The journey of the men inside Lal Masjid and the women and children inside Hafsa leading them to this end will have to be traced, truthfully. They could not have defied nature’s most fundamental rule. You must reap what you sow. Apples don’t grow when mangoes are planted. Peace, tolerance and compassion don’t flow from lessons in intolerance, self-righteousness and exclusive piety. But what caused these original inputs into their minds and hearts, what caused the lovely young girls to lose their childhood to that tough and harsh worldview? The apartheid in Pakistan between the rich and economically disadvantaged extends across the entire spectrum of existence; from respect and dignity, to basic amenities, to job availability, to access to food, the exposure to art and culture, the list is endless. Lal Masjid will not go away easily. It will symbolize the worst-ever manifestation of the saying that ‘chickens come home to roost.’ But they were our people on all sides. The most frustrating of all is the realization that some of this, if not all, was inevitable.
The Supreme Court did well by intervening to ensure that Ghazi’s sisters go for his funeral, that the state return the mother’s body to the sisters and, even better now, it will stay its course on overseeing the human rights situation of whatever is left of the Lal Masjid case. The moral authority of the state, that is drawn from justice and fair play, has been on the wane for a while. And now in the non-compartmentalized, all encompassing consciousness of the Pakistani citizen many scenes play in her/his mind and heart: the orchestrated killings of May 12, the hanging of Zulfikar Ali Bhutto, the Waziristan accord with Nek Mohammad, the release of many Al-Zulfiqar fighters by Zia and Nawaz Sharif’s exit after having been convicted by the Supreme Court. All these are different instances in different circumstances, so the comparison may not hold. But how do stop the mind seeing the hypocrisy of the state, its double play.
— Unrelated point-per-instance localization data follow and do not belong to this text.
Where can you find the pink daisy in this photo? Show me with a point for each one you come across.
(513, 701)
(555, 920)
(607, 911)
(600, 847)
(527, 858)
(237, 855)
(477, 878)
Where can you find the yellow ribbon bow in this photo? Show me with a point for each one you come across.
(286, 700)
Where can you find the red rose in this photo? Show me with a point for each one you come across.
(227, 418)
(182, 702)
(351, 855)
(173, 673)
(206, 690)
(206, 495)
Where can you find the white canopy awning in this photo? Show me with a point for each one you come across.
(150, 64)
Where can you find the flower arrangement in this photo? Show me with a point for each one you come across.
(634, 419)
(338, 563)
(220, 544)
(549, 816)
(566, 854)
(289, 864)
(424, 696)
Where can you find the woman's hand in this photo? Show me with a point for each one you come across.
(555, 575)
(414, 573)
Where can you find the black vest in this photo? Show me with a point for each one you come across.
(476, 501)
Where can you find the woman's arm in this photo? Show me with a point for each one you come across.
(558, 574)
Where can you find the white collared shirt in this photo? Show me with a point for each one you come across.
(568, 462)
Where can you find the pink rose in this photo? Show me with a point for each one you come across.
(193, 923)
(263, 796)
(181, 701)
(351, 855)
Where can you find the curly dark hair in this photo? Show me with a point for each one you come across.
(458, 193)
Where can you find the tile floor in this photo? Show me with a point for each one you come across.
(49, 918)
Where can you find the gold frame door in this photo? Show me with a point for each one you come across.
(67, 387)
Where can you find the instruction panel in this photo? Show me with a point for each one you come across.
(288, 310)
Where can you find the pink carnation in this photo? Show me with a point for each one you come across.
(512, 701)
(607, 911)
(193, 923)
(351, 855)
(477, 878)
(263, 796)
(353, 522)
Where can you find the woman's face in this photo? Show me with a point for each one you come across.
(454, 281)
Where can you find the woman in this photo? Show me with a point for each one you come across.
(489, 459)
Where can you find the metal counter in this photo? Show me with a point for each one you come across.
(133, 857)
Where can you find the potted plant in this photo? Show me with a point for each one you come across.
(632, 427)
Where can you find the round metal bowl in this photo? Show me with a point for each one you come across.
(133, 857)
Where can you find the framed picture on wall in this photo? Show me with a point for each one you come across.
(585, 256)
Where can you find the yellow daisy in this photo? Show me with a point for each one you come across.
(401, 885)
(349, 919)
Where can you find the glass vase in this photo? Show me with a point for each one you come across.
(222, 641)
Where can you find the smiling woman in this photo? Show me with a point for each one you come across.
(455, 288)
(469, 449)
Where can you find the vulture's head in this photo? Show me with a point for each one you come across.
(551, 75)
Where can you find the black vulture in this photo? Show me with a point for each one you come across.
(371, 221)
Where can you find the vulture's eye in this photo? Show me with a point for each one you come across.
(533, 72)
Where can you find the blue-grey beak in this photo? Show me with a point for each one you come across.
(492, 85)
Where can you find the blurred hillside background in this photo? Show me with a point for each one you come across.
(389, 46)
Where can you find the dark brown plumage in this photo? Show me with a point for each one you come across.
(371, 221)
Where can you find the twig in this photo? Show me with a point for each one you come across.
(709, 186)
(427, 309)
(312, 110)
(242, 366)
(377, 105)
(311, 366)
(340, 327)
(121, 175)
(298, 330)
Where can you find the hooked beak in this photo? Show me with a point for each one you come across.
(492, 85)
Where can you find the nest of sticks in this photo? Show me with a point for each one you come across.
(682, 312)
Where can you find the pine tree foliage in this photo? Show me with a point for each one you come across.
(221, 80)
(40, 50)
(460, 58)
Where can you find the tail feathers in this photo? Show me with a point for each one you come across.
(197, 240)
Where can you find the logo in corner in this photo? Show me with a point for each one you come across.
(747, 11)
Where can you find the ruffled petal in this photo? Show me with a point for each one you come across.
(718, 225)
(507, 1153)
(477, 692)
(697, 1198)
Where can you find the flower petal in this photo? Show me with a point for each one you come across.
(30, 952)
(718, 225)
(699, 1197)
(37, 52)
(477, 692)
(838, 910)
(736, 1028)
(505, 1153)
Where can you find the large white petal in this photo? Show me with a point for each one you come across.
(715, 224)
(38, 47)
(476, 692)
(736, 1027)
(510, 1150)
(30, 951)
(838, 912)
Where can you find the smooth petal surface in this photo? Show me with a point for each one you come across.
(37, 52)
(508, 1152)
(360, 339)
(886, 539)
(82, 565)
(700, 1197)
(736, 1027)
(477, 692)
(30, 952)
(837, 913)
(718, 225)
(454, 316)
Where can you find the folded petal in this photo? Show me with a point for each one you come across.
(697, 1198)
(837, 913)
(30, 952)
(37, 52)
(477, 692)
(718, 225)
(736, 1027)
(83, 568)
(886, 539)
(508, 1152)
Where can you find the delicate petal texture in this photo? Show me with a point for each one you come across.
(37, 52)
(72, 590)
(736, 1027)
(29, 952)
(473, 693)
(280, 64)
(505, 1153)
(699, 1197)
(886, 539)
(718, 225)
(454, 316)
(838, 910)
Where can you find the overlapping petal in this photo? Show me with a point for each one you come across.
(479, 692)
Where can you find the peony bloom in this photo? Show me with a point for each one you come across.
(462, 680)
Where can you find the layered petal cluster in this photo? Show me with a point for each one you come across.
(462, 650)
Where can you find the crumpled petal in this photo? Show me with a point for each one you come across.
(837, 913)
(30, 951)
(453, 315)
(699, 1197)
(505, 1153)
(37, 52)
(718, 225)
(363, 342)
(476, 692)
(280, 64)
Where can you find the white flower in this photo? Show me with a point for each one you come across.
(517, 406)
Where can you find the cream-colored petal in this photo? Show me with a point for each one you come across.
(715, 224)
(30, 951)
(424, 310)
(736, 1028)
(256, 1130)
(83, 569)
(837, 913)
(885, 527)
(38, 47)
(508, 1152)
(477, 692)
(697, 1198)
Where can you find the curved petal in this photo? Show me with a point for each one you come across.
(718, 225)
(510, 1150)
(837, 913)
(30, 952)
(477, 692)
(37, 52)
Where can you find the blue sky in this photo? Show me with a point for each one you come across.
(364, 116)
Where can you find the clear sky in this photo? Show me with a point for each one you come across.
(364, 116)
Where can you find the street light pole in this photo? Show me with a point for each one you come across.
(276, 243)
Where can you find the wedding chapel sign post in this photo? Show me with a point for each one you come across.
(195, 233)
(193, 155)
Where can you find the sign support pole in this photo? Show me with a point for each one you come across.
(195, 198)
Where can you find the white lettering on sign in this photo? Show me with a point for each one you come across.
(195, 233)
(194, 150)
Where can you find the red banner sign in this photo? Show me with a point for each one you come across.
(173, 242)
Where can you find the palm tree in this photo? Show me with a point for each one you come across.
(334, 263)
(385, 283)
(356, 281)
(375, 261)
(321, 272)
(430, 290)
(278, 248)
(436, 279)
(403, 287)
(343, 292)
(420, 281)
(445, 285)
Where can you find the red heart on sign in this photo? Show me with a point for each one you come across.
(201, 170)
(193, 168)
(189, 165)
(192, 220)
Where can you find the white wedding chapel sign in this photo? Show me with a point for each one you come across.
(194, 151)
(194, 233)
For long the margin of error has not been available to the Pakistani power players. Every error extracts its own cost. The action, however tragic, against Lal Masjid was inevitable. In the minefield of contradictions and controversies this too will extract its cost. We can only pray that it does not go beyond what we have already witnessed. Lal Masjid has let out many messages. One, the state means business. Two, in its language the state confuses religion with politics (Lal Masjid was in fact a challenge to state authority by militias, originally patronized by the state. In Pakistan militias have been allowed to challenge the state and society in the name of justice, religion, ethnicity and national security). Three, it has deepened the suspicion between the state and the people and the state can no longer take its authority over the society for granted; it is lost and has to be reclaimed, on the unfolding canvass of the Pakistani consciousness.
In Pakistan, the attempt to label society as good Muslim and bad Muslims will prove to be the country’s undoing. Neither the society, nor the army, nor other institutions of the state will find this acceptable, no matter who authors this divide, w Marhoom Ghazi sahib or the top general in the maze of challenges. The only valid divide is the lawful and unlawful Pakistanis, those who live by the law and those who live by breaking the law. This alone is the touchstone that a diligent Supreme Court must promote and protect.